It’s Official….

I’m a grown-up.

The process started when I turned 25.  For years I was mistaken for an intern at least once a week on the elevator and suddenly it stopped.  I felt different and looked relatively different but I was still insecure and uncertain about things.

For an inexplicable reason in the past couple weeks I’ve started to feel different again but in a good way.  I’m more confident about what I like and what I want.  I feel like I have an identity and know where I belong.

The sense of belonging is especially nice.  I spent so long (first 4 pictures and the 19 before) feeling very alone and like I would always be alone.  Danny changed me in a lot of ways and helped me be a person I wanted to be but now it’s more than that.

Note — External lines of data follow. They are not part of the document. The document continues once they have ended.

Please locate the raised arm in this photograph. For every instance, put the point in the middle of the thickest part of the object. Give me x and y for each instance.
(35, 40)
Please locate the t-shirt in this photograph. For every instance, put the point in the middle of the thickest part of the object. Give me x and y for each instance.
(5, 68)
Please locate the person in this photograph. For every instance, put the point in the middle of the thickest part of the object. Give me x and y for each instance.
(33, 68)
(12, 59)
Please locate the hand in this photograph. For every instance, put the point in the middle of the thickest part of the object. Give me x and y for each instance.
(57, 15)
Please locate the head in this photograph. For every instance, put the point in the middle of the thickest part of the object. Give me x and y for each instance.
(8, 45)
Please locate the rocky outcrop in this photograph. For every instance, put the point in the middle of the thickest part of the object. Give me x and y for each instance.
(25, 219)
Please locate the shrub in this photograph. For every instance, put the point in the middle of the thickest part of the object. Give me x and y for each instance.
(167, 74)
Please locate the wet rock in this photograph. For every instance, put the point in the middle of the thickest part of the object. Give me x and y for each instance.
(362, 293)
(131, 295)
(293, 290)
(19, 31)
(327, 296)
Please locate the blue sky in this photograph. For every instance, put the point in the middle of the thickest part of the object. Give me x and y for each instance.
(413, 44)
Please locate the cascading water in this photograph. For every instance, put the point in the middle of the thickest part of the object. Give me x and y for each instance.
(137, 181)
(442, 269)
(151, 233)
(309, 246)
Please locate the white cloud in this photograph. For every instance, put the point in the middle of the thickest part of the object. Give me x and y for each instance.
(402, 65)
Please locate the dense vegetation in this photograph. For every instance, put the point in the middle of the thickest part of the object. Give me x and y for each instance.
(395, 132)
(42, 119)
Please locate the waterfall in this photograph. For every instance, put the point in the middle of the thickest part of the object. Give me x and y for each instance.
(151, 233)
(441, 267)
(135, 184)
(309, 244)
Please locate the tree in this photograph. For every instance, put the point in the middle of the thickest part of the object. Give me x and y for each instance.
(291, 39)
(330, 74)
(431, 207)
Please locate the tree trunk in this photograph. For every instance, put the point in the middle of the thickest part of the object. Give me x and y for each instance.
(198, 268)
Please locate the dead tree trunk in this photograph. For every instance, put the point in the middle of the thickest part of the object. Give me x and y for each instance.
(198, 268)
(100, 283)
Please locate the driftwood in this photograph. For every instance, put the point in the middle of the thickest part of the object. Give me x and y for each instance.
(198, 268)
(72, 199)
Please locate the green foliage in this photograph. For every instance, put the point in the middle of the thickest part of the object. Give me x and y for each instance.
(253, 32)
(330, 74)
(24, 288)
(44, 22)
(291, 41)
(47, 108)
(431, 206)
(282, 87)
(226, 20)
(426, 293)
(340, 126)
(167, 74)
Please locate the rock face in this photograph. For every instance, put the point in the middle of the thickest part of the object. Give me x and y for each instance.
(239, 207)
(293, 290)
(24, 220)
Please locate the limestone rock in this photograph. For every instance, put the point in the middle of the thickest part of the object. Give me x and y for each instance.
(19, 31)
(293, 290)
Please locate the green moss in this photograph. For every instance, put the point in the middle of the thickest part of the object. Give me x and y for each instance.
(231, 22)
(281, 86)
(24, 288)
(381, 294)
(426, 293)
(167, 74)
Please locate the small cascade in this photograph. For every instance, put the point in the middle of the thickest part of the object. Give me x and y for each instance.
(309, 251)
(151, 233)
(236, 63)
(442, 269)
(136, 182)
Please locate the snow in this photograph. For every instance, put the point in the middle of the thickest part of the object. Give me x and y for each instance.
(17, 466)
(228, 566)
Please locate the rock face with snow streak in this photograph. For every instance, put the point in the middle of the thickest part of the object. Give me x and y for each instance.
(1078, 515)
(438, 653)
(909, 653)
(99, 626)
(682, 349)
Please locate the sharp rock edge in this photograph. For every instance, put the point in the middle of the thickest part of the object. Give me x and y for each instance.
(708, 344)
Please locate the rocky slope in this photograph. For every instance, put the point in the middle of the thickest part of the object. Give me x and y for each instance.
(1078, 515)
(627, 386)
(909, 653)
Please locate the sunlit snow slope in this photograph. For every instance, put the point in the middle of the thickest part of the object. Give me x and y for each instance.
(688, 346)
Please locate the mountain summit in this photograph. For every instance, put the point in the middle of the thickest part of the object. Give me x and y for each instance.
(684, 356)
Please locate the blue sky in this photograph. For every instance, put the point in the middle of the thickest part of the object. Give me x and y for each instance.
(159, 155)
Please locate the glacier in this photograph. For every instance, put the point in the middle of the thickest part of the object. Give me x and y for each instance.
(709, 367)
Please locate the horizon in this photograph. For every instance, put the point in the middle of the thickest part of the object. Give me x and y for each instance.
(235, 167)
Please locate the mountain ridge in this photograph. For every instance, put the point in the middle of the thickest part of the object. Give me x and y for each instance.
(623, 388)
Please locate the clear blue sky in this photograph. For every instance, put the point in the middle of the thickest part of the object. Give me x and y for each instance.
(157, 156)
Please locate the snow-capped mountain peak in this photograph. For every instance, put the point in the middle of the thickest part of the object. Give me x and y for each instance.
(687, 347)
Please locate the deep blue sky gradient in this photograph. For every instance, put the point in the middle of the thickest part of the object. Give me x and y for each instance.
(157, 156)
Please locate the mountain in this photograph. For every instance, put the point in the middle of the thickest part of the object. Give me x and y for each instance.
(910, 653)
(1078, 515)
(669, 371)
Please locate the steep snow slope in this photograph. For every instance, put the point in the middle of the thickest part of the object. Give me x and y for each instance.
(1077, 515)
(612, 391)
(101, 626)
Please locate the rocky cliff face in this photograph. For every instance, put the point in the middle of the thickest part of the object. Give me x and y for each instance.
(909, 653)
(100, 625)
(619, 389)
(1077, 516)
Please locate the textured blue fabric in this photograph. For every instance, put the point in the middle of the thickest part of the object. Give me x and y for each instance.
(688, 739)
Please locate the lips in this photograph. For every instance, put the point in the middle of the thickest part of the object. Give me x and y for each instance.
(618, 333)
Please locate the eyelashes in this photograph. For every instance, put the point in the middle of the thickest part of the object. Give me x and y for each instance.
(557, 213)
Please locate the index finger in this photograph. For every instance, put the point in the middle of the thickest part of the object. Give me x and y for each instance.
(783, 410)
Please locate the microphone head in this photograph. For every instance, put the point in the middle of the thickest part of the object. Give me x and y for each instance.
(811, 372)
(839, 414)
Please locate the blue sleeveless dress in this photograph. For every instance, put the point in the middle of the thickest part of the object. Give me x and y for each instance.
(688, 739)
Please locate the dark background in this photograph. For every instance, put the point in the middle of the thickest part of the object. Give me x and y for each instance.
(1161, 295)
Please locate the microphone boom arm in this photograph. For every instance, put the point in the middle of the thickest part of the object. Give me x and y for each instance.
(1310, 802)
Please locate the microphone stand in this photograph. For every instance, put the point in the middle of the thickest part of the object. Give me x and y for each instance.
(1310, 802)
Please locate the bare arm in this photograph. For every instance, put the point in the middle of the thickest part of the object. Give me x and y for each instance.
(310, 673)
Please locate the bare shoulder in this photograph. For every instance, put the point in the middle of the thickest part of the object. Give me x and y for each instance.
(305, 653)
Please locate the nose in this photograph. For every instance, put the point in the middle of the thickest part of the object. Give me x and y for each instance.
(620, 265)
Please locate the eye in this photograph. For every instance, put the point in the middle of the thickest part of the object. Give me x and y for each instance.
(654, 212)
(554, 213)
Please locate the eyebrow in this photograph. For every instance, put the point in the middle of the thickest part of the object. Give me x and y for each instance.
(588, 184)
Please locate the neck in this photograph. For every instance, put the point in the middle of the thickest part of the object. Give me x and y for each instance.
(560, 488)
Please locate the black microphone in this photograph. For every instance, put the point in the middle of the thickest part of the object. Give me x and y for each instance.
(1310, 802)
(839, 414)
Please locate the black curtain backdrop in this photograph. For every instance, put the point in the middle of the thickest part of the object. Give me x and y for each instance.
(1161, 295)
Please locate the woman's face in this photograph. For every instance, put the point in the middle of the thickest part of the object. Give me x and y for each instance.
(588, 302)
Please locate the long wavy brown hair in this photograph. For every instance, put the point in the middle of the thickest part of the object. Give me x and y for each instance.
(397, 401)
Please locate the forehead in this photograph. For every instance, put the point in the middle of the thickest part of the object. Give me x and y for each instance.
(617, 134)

The first year of marriage was really hard.  Harder than I could ever admit at the time.  I didn’t expect it to difficult because we’d been living together for so long but it was.  I’d go through period of doubt and question what I wanted.  Thankfully, year two has been a breeze.  We tried a lot of things last year to figure out what worked for us financially, with our families, at home and with each other.  The work has paid off because now I feel comfortable.  I’m relaxed and can breathe.  I find more time to think and be reflective and looking back I think about how fun even the hard times were.

As everyone knows I love our apartment.  It has all the decorative elements I want.  Looking at pictures the other day I was reminded of our other apartment when we had no furniture and slept in a twin bed (and that’s being generous it was really a child’s bed).  That apartment was also always messy and now our house rarely is.

It’s little things but they add up.  Maybe it’s more than being grown-up; perhaps it’s happiness.  The feeling of pure contentment.  I prefer to think of it as maturity; however, because I’m fatalistic and fear that good and bad must even out and I don’t want to think about anything negative.

So for the moment I will embrace my joy and call it maturity.